Bei der Ermittlung des relevanten Arbeitsentgelts ist das gesamte Bruttoarbeitsentgelt zusammenzurechnen, welches für die im Referenzzeitraum geleistete Arbeit gewährt wurde. Hierzu gehören neben der monatlichen Grundvergütung insbesondere auch

  • Sachbezüge (z. B. Überlassung eines Dienstwagens auch zum privaten Gebrauch),
  • vermögenswirksame Leistungen,
  • Zulagen, die an die berufliche Qualifikation der Arbeitnehmerin anknüpfen.

Nicht zu berücksichtigen sind hingegen Aufwendungsersatz und Leistungen anlässlich der tatsächlichen Arbeit (z. B. Essenszuschüsse, Zulagen zum Ausgleich besonderer Belastungen, die mit der Erbringung der Arbeitsleistung verbunden sind). Dauerhafte Änderungen der Arbeitsentgelthöhe sind bei der Ermittlung des durchschnittlichen Arbeitsentgelts dagegen zu berücksichtigen (§ 21 Abs. 4 MuSchG).

Keine Berücksichtigung von Einmalzahlungen beim Mutterschutzlohn

Für die Ermittlung des durchschnittlichen Arbeitsentgelts bleibt nach § 21 Abs. 2 Nr. 1 MuSchG einmalig gezahltes Arbeitsentgelt im Sinne von § 23a SGB IV unberücksichtigt. Ob und inwieweit im Laufe des Kalenderjahres zusätzlich Anspruch auf Einmalzahlungen besteht (z. B. Jahressonderzahlung, Weihnachtsgeld, Urlaubsgeld) hängt von den zugrunde liegenden Regelung ab, d. h. insbesondere den arbeits- und ggf. anwendbaren kollektivrechtlichen Regelungen.
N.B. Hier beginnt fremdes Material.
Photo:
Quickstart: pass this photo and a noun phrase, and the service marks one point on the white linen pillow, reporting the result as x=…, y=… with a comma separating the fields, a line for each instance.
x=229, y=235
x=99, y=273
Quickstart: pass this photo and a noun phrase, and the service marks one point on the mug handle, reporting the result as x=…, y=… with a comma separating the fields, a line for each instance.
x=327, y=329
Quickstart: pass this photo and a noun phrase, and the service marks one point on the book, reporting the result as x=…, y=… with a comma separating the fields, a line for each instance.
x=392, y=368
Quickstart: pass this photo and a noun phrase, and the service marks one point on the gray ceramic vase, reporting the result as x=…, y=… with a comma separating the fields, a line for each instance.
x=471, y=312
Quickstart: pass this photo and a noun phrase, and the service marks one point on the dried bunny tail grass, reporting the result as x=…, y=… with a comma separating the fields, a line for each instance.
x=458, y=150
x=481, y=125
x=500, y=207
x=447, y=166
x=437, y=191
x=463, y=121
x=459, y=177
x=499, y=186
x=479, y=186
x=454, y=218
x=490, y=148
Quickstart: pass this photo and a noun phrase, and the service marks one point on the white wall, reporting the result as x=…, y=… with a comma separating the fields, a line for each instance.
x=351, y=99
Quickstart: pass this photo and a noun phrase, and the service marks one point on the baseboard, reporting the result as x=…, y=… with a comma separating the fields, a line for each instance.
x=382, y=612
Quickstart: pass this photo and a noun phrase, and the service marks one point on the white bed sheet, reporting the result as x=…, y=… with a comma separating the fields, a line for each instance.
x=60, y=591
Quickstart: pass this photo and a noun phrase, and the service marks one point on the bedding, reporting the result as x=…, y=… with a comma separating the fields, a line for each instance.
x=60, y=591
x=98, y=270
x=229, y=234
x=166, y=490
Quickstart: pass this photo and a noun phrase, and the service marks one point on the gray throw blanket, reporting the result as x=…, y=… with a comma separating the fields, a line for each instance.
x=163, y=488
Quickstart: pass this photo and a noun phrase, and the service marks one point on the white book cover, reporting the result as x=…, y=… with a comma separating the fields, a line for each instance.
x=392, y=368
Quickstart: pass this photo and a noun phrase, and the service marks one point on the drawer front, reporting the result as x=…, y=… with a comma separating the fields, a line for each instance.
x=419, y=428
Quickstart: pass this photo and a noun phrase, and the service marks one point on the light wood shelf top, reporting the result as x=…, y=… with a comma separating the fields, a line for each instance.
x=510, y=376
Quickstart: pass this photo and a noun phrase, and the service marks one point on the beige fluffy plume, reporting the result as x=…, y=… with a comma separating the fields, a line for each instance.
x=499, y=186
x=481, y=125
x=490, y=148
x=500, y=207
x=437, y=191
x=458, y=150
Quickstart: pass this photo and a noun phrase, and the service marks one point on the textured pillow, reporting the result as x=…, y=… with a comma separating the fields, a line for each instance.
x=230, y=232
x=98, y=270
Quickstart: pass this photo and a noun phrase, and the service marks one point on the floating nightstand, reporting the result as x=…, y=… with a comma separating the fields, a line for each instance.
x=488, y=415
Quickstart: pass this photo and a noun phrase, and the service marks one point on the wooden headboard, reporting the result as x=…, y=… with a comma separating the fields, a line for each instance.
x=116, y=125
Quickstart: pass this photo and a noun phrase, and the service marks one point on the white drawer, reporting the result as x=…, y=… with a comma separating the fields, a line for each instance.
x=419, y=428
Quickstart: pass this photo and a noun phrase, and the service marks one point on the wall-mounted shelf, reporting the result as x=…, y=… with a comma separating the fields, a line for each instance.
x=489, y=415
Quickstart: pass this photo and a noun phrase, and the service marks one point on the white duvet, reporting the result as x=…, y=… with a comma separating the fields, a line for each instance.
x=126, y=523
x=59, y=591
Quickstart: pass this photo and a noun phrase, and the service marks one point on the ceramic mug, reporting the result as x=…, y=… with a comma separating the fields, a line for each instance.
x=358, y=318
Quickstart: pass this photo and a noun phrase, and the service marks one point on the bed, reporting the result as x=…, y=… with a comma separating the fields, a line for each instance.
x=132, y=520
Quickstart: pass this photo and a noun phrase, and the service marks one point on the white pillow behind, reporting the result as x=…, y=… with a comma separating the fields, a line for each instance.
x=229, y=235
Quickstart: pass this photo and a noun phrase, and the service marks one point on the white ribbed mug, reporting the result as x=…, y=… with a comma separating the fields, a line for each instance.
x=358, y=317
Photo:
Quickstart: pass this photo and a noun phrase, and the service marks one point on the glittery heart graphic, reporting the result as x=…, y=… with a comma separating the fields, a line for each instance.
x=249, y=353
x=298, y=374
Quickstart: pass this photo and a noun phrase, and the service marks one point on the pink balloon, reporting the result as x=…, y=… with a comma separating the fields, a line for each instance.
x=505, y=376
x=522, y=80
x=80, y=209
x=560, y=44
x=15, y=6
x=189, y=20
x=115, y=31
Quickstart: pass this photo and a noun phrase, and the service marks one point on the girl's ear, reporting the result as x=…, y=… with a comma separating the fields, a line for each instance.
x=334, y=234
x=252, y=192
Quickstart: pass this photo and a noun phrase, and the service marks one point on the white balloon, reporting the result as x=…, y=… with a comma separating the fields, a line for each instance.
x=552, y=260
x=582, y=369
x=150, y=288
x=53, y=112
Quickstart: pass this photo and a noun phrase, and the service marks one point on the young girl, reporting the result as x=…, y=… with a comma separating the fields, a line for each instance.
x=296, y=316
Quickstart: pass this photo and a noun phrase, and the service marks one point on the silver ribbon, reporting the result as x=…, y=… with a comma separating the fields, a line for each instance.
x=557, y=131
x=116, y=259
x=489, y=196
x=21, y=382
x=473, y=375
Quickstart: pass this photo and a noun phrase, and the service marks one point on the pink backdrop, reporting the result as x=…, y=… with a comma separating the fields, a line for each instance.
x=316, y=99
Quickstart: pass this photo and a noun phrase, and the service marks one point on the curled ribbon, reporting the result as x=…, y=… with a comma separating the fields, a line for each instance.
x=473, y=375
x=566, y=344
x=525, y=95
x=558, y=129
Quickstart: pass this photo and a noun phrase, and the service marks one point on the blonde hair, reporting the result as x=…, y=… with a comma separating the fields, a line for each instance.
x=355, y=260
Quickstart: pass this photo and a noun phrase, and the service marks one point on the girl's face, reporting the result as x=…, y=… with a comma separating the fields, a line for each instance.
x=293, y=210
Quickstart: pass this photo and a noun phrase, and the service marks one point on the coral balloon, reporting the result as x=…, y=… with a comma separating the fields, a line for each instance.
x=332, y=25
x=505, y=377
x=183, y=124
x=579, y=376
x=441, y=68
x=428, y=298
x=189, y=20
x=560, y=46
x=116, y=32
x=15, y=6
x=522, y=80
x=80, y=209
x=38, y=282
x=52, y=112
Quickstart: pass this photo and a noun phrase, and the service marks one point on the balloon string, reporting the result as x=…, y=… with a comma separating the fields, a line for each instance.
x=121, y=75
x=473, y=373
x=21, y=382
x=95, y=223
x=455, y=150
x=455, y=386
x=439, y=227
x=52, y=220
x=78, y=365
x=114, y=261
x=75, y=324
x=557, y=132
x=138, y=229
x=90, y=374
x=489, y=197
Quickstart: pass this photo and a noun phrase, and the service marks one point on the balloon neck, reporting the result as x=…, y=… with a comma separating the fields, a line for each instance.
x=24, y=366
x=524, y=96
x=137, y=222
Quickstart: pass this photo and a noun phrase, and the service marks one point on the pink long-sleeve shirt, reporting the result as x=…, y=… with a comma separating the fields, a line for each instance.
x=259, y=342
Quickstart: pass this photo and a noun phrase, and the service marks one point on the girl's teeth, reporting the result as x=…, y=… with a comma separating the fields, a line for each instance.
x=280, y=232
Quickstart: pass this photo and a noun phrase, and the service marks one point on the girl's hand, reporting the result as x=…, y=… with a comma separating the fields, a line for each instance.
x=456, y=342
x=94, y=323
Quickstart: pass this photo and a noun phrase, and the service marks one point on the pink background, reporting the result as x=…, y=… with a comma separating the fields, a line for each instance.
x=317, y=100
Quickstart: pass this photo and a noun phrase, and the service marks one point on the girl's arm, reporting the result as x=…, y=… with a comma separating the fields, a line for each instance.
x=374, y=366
Keine Berücksichtigung von Kürzungen im Referenzzeitraum

Kürzungen des Arbeitsentgelts, die im Referenzzeitraum infolge von Kurzarbeit, Arbeitsausfällen oder unverschuldetem Arbeitsversäumnis eintreten, bleiben unberücksichtigt (§ 21 Abs. 2 Nr. 2 MuSchG).

Exkurs: Während des Beschäftigungsverbots fällig werdende Provisionen

Auch dann, wenn ein Teil der Vergütung variabel ausgestattet ist und auf provisionspflichtigen Geschäften beruht, ist grundsätzlich auf das durchschnittliche Arbeitsentgelt im Referenzzeitraum abzustellen. Provisionen, die erst während eines ärztlichen Beschäftigungsverbots nach § 16 MuSchG fällig werden, sollen aber nach einer jüngeren Entscheidung des LAG Niedersachsen auch dann und in dem Umfang zur Auszahlung kommen können, wie sie den nach § 18 Satz 2 MuSchG errechneten Mutterschutzlohn übersteigen (LAG Niedersachen, Urteil v. 20.2.2023, 1 Sa 702/22).
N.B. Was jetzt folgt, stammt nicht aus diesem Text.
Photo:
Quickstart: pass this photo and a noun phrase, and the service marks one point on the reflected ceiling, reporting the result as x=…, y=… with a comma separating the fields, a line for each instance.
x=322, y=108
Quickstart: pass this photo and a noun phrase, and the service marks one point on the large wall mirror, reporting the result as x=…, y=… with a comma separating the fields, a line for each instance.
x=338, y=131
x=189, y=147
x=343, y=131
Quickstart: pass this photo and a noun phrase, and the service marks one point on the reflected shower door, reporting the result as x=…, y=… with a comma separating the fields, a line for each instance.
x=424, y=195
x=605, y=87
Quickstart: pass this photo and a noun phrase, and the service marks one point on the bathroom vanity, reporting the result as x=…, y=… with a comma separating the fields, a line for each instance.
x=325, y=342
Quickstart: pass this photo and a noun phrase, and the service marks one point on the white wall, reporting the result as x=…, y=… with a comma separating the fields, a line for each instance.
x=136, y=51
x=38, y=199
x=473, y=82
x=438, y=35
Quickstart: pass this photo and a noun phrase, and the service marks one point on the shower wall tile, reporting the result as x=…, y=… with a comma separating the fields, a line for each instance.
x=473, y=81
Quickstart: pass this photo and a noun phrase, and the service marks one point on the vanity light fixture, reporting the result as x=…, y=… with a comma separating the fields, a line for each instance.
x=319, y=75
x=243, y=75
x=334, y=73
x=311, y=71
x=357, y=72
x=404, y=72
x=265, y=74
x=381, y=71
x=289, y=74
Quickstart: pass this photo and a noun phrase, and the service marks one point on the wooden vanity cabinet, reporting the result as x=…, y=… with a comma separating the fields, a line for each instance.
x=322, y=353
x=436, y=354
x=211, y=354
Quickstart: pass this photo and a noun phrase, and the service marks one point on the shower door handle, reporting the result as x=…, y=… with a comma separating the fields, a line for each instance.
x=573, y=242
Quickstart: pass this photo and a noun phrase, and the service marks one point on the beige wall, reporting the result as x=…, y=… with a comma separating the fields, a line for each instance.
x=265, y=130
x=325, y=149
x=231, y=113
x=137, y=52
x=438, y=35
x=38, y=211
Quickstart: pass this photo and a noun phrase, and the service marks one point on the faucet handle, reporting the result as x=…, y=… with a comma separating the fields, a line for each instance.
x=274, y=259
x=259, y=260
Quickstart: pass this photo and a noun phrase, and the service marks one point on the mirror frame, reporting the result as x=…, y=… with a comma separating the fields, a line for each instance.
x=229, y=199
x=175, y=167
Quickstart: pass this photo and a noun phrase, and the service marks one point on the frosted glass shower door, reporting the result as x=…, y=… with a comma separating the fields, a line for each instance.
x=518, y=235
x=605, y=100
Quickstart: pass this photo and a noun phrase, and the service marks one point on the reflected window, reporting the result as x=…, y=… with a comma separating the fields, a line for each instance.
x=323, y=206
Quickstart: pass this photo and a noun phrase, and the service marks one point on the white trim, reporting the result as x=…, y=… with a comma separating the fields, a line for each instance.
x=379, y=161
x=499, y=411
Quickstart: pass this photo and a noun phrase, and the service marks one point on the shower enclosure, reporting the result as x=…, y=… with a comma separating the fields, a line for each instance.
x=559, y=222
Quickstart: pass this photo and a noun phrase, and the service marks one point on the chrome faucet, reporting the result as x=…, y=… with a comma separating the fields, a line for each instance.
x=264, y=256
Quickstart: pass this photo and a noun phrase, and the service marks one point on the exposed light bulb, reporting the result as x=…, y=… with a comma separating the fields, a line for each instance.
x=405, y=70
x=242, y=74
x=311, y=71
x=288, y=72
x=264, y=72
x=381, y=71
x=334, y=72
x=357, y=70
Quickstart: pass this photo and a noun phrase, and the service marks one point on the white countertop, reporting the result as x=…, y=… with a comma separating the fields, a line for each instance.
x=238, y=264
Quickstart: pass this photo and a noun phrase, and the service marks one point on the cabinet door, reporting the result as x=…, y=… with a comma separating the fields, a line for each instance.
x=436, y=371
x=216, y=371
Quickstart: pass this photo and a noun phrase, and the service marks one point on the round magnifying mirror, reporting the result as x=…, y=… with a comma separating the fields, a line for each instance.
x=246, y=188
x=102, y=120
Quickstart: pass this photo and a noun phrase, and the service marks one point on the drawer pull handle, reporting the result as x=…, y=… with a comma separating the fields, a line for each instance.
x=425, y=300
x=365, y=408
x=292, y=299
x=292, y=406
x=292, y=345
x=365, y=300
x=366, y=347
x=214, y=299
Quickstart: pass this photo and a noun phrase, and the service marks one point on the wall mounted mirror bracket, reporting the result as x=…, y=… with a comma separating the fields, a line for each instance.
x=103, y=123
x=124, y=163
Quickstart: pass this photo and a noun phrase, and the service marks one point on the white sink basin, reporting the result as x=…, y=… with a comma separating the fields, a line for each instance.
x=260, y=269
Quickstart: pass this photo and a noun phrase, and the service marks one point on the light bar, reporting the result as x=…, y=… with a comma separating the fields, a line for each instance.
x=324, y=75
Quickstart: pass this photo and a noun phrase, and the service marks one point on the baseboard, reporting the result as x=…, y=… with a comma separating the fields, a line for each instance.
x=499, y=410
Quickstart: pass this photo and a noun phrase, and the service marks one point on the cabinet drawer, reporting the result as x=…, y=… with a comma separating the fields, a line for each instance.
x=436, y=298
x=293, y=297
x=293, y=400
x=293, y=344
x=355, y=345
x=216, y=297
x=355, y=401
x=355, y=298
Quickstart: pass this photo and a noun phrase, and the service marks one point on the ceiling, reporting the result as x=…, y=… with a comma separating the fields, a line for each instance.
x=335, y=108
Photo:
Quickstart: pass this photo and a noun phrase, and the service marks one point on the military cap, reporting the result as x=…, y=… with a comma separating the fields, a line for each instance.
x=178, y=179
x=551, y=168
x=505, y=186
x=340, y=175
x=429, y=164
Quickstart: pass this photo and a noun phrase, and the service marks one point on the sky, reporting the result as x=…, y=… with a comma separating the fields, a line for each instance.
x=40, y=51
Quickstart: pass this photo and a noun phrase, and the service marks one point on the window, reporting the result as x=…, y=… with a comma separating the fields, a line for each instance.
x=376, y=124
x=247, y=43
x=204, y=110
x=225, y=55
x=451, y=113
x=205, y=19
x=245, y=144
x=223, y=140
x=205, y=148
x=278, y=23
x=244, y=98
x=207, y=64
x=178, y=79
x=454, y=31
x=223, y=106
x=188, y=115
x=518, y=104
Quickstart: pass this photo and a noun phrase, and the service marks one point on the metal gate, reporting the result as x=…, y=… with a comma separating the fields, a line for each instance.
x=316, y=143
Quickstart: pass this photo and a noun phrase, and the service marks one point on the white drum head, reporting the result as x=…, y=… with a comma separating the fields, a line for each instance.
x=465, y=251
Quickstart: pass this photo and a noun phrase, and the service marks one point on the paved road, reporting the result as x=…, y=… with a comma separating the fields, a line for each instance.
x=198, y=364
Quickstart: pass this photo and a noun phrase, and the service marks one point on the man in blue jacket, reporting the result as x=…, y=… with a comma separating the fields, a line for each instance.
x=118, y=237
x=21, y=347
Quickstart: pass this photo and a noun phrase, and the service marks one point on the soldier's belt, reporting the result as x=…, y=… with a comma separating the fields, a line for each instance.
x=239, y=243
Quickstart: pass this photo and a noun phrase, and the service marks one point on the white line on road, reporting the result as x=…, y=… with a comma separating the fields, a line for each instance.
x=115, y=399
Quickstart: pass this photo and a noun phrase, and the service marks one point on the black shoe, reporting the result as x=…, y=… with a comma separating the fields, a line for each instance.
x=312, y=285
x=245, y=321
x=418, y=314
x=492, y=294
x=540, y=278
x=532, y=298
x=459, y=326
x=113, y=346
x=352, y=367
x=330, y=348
Hintergrundwissen Beschäftigungsverbot:

Maßgebend sind allein der individuelle Gesundheitszustand der beschäftigten Arbeitnehmerin und die konkrete Arbeitstätigkeit der Schwangeren. Die Ursache der Gesundheitsgefährdung ist unerheblich. Es können auch psychische Belastungen ein Beschäftigungsverbot begründen (BAG, Urteil v. 7.11.2007, 5 AZR 883/06). Der Arzt kann das Verbot wirksam mündlich (BAG, Urteil v. 11.11.1998, 5 AZR 49/98) wie auch schriftlich aussprechen. Letzteres ist die Regel.